Recipe for disaster!

My mother-in-law’s cooking was so bad that the flies in her neighborhood took up a collection to fix the screen door!  It was absolutely the worst!  Her cooking mantra was that if any moisture remained in any victuals, it wasn’t quite done.  And this included the rubber and limestone food groups.  On the other hand, she didn’t like my cooking, either.  She didn’t like my crispy vegetables or my tender red beef, but before I go on, I know what you’re all thinking.  No man likes his mother-in-law and every mother-in-law is the worst cook ever.  Reserve your judgement, for I truly believe I can win this one hands down.

There’s an up side to extremely bad cooking.  Oddly enough, her last husband lived to the ripe old age of 87, which I believe to be the direct result of her inept culinary skills.  Most of the material that hit the range at her place ended up some type of fossil fuel or was just converted to plain carbon, and this, I believe, is the key to longevity.  Everything she, and her husband Blaine, ate acted as a filter against antioxidants, carcinogens, gasoline, kerosene and other refined petroleum products.  Each of them was charcoal-filtered! Both lived long, queasy cuisine lives thanks to long term carbon cooking.  Case in point, when my wife and I honeymooned, my wife asked her mother to “keep an eye on the house” while we were gone.  They agreed to come and stay, and a week later, we returned home to find things no less than they were when we left.  All is well, we thought to ourselves.  The phone rang, and don’t ask me how, but I knew I was in for a treat.  As you already know, I hate the phone, so my wife answered.

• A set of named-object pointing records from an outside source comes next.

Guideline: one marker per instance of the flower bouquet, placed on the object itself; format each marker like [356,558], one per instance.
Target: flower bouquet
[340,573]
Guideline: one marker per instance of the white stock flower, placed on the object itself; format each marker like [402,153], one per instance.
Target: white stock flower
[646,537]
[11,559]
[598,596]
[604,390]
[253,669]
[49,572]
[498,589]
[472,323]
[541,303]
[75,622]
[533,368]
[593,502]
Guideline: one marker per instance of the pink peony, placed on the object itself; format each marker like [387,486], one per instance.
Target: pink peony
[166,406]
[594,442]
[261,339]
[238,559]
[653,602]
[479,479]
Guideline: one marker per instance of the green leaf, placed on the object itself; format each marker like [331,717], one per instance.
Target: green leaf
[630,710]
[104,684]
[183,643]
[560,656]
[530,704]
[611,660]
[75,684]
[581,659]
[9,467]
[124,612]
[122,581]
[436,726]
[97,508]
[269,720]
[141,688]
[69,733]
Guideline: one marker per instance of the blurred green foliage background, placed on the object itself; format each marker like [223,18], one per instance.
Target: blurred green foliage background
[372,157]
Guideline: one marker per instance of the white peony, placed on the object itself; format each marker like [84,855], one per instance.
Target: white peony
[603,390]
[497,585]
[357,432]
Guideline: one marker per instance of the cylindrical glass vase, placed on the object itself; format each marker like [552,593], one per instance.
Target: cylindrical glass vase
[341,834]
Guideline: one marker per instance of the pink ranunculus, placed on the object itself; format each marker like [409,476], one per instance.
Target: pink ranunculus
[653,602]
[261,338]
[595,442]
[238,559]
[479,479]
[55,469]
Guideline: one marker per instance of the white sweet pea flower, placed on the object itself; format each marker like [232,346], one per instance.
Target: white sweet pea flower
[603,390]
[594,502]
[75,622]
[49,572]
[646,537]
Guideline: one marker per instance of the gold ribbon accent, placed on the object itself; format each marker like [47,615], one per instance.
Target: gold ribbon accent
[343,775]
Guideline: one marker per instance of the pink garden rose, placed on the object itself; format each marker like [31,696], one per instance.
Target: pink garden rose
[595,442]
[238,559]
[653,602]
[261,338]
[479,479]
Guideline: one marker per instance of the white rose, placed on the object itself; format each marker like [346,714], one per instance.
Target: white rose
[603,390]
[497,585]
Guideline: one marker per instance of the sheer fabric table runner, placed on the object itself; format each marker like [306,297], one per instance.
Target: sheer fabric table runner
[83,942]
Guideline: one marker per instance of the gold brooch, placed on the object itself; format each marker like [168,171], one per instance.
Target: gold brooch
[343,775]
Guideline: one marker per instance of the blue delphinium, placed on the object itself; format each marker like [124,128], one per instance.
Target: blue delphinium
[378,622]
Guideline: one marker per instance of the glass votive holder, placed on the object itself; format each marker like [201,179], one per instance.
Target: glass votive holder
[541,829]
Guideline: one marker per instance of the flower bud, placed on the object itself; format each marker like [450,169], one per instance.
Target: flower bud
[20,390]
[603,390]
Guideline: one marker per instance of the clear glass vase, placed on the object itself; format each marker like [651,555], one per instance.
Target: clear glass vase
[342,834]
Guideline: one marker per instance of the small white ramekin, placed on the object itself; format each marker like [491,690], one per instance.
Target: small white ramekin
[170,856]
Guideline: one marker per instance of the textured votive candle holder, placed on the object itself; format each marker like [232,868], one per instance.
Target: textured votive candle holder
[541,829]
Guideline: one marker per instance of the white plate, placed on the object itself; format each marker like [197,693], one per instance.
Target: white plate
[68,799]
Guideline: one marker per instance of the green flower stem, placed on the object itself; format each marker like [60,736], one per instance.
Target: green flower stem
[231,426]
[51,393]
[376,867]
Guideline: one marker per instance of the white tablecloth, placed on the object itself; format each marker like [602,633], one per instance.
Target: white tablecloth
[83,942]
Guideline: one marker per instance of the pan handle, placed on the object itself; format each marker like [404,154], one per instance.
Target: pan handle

“Hello?  Oh, mom!  We just got home.  What?  What fire?  What did you do with the potatoes?  O.K. Mom, I’ll call you back!”

My wife quickly slammed the phone down and ran to the pot rack in the kitchen.  She began rotating each pan, looking inside of each.  She soon found what she was looking for . . .

“OH, MY GOD!”

She unhooked her Dupont Silverstone non-stick frying pan, brought it to the kitchen table, turned the interior of the pan towards me and held it in front of my face.  I could see myself.  I asked what the hell happened, and she let me know that her mother burned fried potatoes in the pan.  “Burned???” I asked.  “Burned” was the reply.  But the non-stick Silverstone coating was gone!  Nothing but a small ring of the gray lining was left around the vertical rim of the pan like a Werner Klemperer hair-do.  Not remembering installing phasers or photon torpedoes on or near the stove, I wondered how any reasonable human being could possibly scorch bonded teflon off of cookware.  Then, again, this wasn’t a reasonable human being– this was my mother-in-law.  I knew better, but I asked the fate of the potatoes.  They ate them I was told.  Somehow, I wasn’t surprised.

Several weeks later, I did garner the courage to ask for her recipe, since I’m always on the lookout for a good snack when company drops by.  It’s a recipe my own mother nicknamed, “Potatoes ala Silverstone,” and now you can make this delicious repast in your very own kitchen.  Just follow the recipe below:

Potatoes ala Silverstone

Prep time:  1 hour and 15 minutes.

Calories:  150 per person ( 10 g fat (6 g saturated fat), 15 mg cholesterol, 65 mg sodium, 22 g carbohydrate, 2 g fiber, 3 g protein, 5 grams of carbon, 8 grams of teflon).

Ingredients:      4 potatoes peeled and sliced, 1/4 lb. butter, teaspoon salt, one Silverstone frying pan, one color television at least 19″ screen or bigger (note: TV must be located in any room other than the kitchen.)

Instructions:  Turn on TV, tune in to Jeopardy or other suitable half-hour show; place salt, potatoes, butter in pan and turn to high heat; return to TV and watch entire show; after the show, return to kitchen and stir potatoes; return to TV and watch first three innings of a baseball game; after the third inning, return to kitchen, remove potatoes from stove, divide in half, serve with plenty of fluids and try to enjoy.

Now . . . if anyone can come up with a worse recipe, I’m dying to try it.